Porque es el símbolo de la derrota.

La bandera blanca no queremos, no.

Bandera roja sí queremos, sí.

Porque es el símbolo del socialismo.

La bandera roja sí queremos, sí.

Banderas azules no queremos, no.

Porque son símbolo del fascismo.

Banderas azules no queremos, no.

Bandera negra sí queremos, sí.

Porque es el símbolo del anarquismo.

La bandera negra sí queremos, sí.

Bandera rosa no queremos, no.

Porque es el símbolo de cualquier cosa.

La bandera rosa no queremos, no.

Bandera verde sí queremos, sí.

Porque es el símbolo de Andalucía.

La bandera verde sí queremos, sí.

Menos mal que se quedaba pronto sin colores.
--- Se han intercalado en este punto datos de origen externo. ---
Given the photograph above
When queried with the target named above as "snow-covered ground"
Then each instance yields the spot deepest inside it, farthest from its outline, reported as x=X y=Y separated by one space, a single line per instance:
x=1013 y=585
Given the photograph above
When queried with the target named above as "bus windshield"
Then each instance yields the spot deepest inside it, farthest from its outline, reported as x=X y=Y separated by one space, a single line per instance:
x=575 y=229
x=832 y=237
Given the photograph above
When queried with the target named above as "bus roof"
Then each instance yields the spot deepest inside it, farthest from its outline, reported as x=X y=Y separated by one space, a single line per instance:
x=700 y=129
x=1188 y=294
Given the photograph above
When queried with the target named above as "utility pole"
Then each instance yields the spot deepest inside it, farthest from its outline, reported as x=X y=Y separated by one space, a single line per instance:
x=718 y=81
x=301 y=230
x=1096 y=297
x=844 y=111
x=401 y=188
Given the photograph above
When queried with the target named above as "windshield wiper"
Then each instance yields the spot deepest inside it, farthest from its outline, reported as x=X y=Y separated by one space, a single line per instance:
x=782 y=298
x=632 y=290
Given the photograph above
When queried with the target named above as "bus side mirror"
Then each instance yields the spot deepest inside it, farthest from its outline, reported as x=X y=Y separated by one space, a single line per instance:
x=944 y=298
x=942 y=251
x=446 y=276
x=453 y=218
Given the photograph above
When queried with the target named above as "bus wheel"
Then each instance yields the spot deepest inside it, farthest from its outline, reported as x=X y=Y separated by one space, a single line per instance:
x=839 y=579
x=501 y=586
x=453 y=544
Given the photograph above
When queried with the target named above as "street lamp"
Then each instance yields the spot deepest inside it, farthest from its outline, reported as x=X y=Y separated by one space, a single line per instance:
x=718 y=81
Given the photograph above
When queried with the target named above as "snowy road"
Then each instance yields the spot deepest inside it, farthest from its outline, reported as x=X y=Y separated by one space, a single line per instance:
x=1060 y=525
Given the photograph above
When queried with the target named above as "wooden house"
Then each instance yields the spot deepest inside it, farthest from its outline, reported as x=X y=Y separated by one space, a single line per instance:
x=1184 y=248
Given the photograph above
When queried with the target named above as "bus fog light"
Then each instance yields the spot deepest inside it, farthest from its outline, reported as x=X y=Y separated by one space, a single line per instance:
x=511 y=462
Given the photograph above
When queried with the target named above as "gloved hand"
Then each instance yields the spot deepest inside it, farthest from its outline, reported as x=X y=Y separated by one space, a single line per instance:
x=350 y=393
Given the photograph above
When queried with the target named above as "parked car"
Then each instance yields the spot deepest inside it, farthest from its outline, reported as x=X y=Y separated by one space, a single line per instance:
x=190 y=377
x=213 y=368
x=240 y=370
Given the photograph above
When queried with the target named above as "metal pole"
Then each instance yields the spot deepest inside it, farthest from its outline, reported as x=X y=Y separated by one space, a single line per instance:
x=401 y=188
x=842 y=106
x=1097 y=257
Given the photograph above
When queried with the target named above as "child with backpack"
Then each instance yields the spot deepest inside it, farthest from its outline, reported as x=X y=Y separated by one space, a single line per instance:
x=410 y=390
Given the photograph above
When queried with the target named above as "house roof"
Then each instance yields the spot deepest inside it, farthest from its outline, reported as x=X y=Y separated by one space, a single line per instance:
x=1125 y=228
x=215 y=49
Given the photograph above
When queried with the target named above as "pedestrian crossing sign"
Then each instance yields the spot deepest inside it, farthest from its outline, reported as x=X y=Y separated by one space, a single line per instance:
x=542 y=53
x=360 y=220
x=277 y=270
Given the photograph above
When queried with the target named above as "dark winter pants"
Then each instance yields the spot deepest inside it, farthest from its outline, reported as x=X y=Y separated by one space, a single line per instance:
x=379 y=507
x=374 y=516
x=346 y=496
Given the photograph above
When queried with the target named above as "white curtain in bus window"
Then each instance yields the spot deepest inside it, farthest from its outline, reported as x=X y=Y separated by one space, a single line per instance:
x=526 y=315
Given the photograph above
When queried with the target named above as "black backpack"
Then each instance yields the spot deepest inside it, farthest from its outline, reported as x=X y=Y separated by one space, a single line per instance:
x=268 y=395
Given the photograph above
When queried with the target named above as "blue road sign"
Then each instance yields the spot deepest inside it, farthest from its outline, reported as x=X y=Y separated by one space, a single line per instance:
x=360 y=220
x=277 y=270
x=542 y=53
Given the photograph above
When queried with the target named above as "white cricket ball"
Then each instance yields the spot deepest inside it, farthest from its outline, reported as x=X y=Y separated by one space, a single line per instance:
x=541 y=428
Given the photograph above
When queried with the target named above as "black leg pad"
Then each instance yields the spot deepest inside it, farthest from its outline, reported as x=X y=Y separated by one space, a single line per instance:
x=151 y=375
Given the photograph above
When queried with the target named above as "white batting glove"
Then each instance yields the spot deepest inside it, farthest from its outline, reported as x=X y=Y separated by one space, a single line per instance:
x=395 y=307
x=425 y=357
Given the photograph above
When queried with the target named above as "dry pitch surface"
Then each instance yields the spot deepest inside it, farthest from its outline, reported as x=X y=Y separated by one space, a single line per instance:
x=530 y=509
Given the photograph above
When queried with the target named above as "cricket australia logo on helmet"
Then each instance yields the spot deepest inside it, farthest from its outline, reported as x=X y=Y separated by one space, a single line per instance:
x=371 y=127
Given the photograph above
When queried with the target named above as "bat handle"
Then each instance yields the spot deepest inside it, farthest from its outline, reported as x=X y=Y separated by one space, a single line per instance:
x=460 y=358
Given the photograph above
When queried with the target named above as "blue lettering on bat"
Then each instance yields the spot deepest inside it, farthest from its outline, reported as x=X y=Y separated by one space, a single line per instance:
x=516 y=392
No sé si la letra era también suya, o si la traía ya adaptada de algún sitio, pero la recuerdo de corearla y por eso la reproduzco. Venía a ser como «La Muralla», pero sin ponchos ni maracas.

Alguien le debió de dar un toque desde el gay power, porque las últimas veces que le escuché cantar esa canción Leo ya había borrado del repertorio la mención a la bandera rosa.